Some wondered whether the public overpowering of the military will become a similar turning point for López Obrador. For many, the events of Thursday unfolded as if scripted by an overzealous screenwriter pushing the bounds of believability.
“No one could imagine such a bad Netflix show,” said Alejando Hope, a security analyst in Mexico City. “This combination of actually capturing the guy and then releasing him? That’s new.”
It remained unclear how the military expected to detain a leader of one of the most powerful cartels in the world on its home turf without sufficient backup or adequate plans to extract themselves.
In his news conference Friday, López Obrador spent the majority of the time ignoring or avoiding the subject, while also dismissing criticism of the government’s embarrassing defeat at the hands of organized crime.
“You can’t fight fire with fire,” he said of the decision to hand Guzmán back to his cartel. “We do not want dead people, we do not want war. And this takes a lot to understand.”
Still, fighting fire with fire was, in the end, what happened. At least one civilian died, seven members of the security forces were wounded and eight were taken hostage, according to Mexican security officials.
López Obrador’s security Cabinet later put much of the blame on the soldiers themselves and acknowledged the operation had been poorly planned.
Public outrage has boiled over, not only at the embarrassing defeat but also at the government’s lackluster strategy to combat the lawlessness.
“I can summarize this as a failure from the tactical to the strategic,” said Christian Ehrlich, a security expert with Riskop, a Mexican risk analysis firm.
From the beginning, López Obrador has struggled to confront the nation’s rising violence. After promising to remove the military from the streets, where confrontations with organized crime have only increased violence, he opted instead to create a new force, the national guard.
Mexican soldiers and others were transitioned to the new team, whose mandate was unclear from the start. With the army, navy and the federal police already deployed to hot spots across the country, the government has had a hard time articulating its vision for the role of the national guard.
In recent months, the new force has stumbled on its mission somewhat inadvertently — in response to pressure from President Donald Trump. Its task now largely focuses on policing the nation’s borders and apprehending migrants heading through Mexico on the way to the United States.
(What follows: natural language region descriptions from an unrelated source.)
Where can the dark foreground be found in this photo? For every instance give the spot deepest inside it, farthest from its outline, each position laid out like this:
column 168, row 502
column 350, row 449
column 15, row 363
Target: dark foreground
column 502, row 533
This task has drawn those forces into a new direction, apart from public security, which has left some areas with fewer resources.
Homicides have hit records each year for the last two years. This year is no different: The nation is on track to suffer its worst run of murders since the government began to tally them.
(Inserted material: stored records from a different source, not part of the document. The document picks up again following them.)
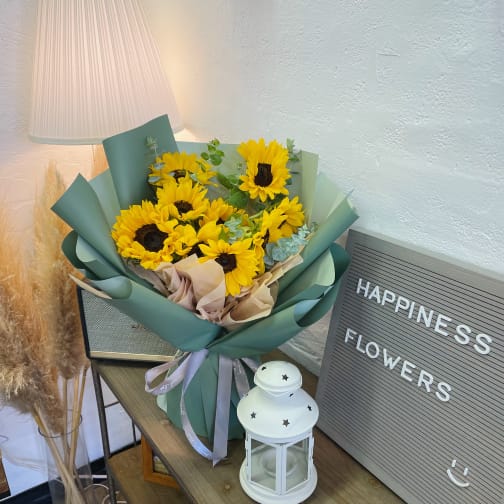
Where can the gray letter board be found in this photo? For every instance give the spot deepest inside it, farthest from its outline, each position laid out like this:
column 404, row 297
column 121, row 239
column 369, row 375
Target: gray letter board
column 412, row 376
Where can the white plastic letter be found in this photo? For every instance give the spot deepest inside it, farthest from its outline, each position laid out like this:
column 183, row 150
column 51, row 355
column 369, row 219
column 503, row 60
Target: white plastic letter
column 442, row 324
column 422, row 314
column 358, row 345
column 402, row 304
column 443, row 393
column 388, row 361
column 375, row 294
column 407, row 369
column 425, row 379
column 359, row 287
column 462, row 334
column 482, row 345
column 372, row 350
column 349, row 335
column 388, row 297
Now, with the release of Guzmán by the armed forces, the government has suffered one of the most memorable defeats in its 13-year war on drugs.
“The events in Culiacán come after a week that began with the killing of 13 state police officers in Michoacan and a gunbattle outside of Iguala in Guerrero that left 15 dead,” said Raúl Benítez, a security expert at the National Autonomous University of Mexico. “What comes next?”
In recent years, Mexico had grown adept at the capture of so-called kingpins, for better or worse. While the strategy has largely failed to quiet the violence, U.S. and Mexican officials took comfort in knowing that it has succeeded in detaining and extraditing major figures.
Guzmán’s father, El Chapo, was arrested multiple times before he was sentenced to life in prison in the United States. Leaders of the Zeta Cartel, the Gulf Cartel and a long list of others have also been apprehended in coordinated action among law enforcement and the armed forces.
With the latest blunder, many fear the government’s decision to let Guzmán go under fire from the cartels will embolden them.
“The government was forced to accept the cartel’s control over the city and not confront them,” Benítez said. “To the people of Culiacán, the president is sending a very tough message: The cartel is in charge here.”